On a crisp winter day our family was enjoying the third basketball game of the season and cheering our older sons when it happened. You know the moment in sports contest when one player collides with another making the smack that causes every parent to cringe? Well, this time my son went up for a lay-up (made it), took the hit and it was the floor he whacked with his body.
I confess I’m not above screaming “No injuries!” from the bleachers. It was too late.
Getting to the emergency room in the Netherlands is quite different from the US where we hop in the car and take off expecting long waits for anyone not arriving in an ambulance. In fact, if you’re not arriving in an ambulance here, you need an appointment. (Link to emergency numbers and info in English here.)
My friend, who happens to be nurse, reminded me that I needed to call SMASH (i.e.
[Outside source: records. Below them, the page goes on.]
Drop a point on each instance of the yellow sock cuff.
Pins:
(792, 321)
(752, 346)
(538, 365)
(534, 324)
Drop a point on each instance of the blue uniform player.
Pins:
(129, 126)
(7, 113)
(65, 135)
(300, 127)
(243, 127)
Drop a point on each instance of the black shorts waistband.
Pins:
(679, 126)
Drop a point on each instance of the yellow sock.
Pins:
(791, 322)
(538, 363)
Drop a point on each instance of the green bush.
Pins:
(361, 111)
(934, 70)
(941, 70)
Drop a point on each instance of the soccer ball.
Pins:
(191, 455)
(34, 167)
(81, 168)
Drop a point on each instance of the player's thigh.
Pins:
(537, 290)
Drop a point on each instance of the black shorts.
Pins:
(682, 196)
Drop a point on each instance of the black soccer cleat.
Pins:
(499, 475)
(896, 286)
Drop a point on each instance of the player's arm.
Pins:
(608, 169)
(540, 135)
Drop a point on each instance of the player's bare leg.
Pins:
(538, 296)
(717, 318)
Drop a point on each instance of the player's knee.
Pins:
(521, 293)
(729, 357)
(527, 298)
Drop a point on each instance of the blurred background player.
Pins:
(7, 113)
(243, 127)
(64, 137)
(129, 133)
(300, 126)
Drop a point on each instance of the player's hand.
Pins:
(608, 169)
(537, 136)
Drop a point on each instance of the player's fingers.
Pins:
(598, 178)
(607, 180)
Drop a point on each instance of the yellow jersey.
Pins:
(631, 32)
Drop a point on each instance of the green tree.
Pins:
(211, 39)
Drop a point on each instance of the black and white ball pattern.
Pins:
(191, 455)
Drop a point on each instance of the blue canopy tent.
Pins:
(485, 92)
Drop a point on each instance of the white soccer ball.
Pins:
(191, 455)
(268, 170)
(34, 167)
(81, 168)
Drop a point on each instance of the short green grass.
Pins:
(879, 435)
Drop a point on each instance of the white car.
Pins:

Mobile Doctors Service The Hague – (070) 346 96 69) and consult with their service about the injury and whether or not an ER visit was warranted. I’ve heard these are chargeable calls, so I’ll not be surprised if a per minute toll hits my phone bill. Apparently since everyone knows this, there was no need for the call-line to tell me.
Conversation went like this–bruising, no relief from pain after resting and pain killers (i.e. tylenol), purposefully shallow breathing, and, most concerning to Mom, refusal to eat dinner. Was he nauseous? Did he hit his head? No and no. The bruising was close to a kidney, maybe a floating rib broken, Dad said. “Bring a urine sample from home to save time,” the nurse said.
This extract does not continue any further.